Безмерная радость и очень сильное страдание всегда встречаются только в одном и том же лице, так как они взаимно обусловливаются и сами вместе обусловлены великой живостью духа. Как мы только что видели, такая радость и такое страдание вызываются не впечатлениями одного настоящего, а предвосхищением будущего. Но так как страдание свойственно жизни и степень его определена природой субъекта (почему внезапные перемены, будучи всегда внешними, не могут собственно изменять этой его степени), то чрезмерный восторг или страдание всегда основаны на заблуждении и призраке, — следовательно, силой мысли можно избегнуть этих обоих чрезмерных напряжений духа.
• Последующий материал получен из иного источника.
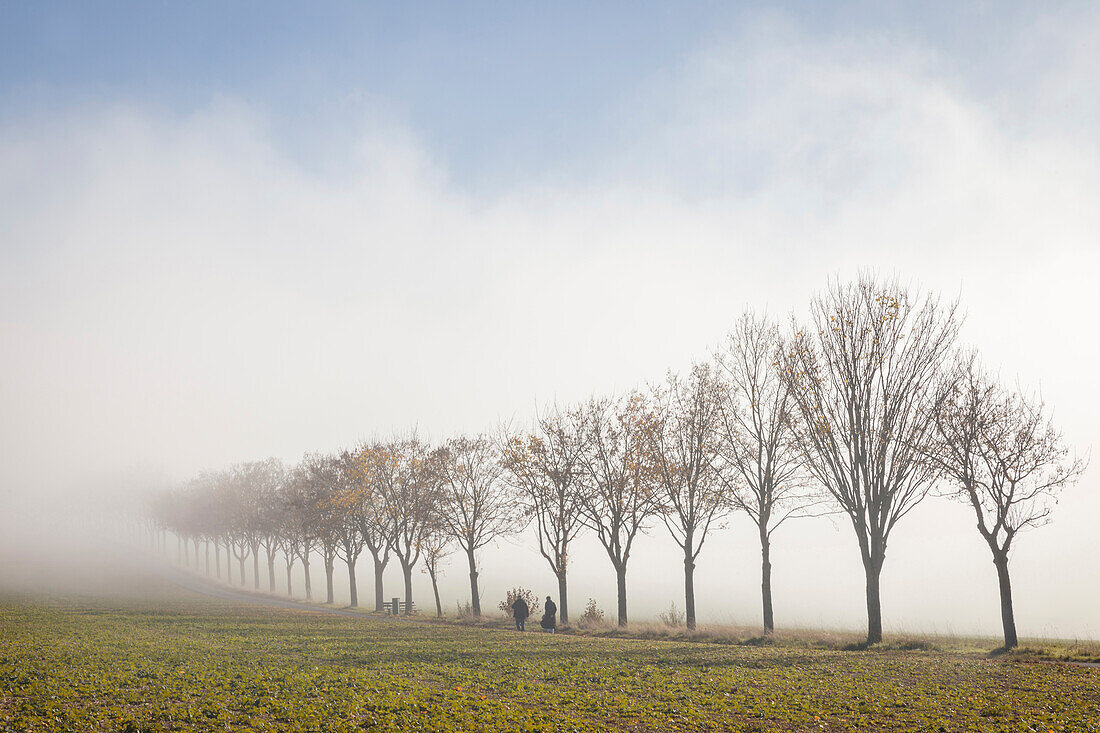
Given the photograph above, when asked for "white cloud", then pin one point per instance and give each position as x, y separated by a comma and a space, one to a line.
177, 292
Всякий неумеренный восторг (exultatio, insolens laetitia) непременно зиждется на иллюзии, будто мы нашли в жизни нечто такое, чего нельзя в ней встретить, — например, прочное удовлетворение мучительных, постоянно возрождающихся желаний и забот. В каждой подобной мечте впоследствии неизбежно разочарование, и когда она исчезает, за нее необходимо платиться ценою столь же горьких страданий, как отрадно было ее возникновение. Она совершенно похожа в этом отношении на высоту, с которой можно сойти только упав и которой поэтому надо избегать; и всякое неожиданное чрезмерное страдание — это лишь падение с такой высоты, исчезновение такой мечты, которой, следовательно, оно и обусловлено. Можно было бы поэтому избегнуть и обольщения, и страдания, если бы мы всегда заставляли себя ясными глазами озирать вещи в их совокупности и связи и твердо остерегались придавать им в действительности такой цвет, в каком хотелось бы нам их видеть.
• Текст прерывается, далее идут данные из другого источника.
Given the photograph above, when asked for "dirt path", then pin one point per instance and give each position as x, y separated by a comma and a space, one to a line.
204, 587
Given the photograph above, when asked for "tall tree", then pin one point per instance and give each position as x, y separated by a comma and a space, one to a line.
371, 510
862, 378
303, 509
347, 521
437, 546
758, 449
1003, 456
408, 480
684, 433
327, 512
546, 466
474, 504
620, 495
Стоическая этика главным образом стремилась освободить дух от всяких таких обольщений и их результатов и одарить его вместо этого непоколебимым спокойствием. Этой мыслью проникнут Гораций в известной оде: [329]

Aequam memento rebus in arduis
Servare mentem, non secus in bonis
Ab insolenti temperatam
Laetitia[1].

Но мы по большей части замыкаемся от той, подобной горькому лекарству истины, что страдание свойственно самой жизни и потому не вторгается к нам извне, а каждый в себе самом носит его неиссякаемый источник. Мы приискиваем для нашего вечного спутника-страдания какую-нибудь отдельную внешнюю причину, как будто нам нужен предлог, — подобно тому как свободный творит себе кумира, чтобы иметь над собою господина. Ибо неутомимо переходим мы от желания к желанию, и хотя всякое достигнутое удовлетворение, как ни много обещало оно, нас не удовлетворяет, а, напротив, обыкновенно встает перед нами укоризной и заблуждением, — мы все-таки не видим, что черпаем решетом Данаид и спешим все к новым и новым желаниям:

Мнится нам: лучше всего то, чего ищем напрасно;
Но лишь достигнем его, — ищем другого тотчас,
И не слабеет вовек жажда всех алчущих жизни.

(Лукр., III, 1095).

Так либо продолжается до бесконечности, либо (что бывает реже и что̀ предполагает уже известную силу характера) продолжается до тех пор, пока мы не придем к такому желанию, которое не может быть удовлетворено и которым однако нельзя поступиться. В последнем случае мы точно обретаем то, чего искали, — именно нечто такое, на что мы, вместо собственного существа, можем каждую минуту сетовать как на источник своих страданий и что ссорит нас с нашей судьбой, но зато примиряет с нашей жизнью, так как опять исчезает сознание, что страдание присуще самой этой жизни и что действительное удовлетворение невозможно. В результате такого миросозерцания является слегка меланхолическое настроение: человек постоянно влачит с собою одно великое страдание и оттого презрительно относится ко всем меньшим горестям или радостям; следовательно, это уже более достойное явление, чем вечная погоня за новыми и новыми призраками, — что гораздо обычнее.

Примечания[править]

  1. Помни, что в трудных обстоятельствах надо хранить спокойствие души, равно как в счастии — обуздывать чрезмерный восторг.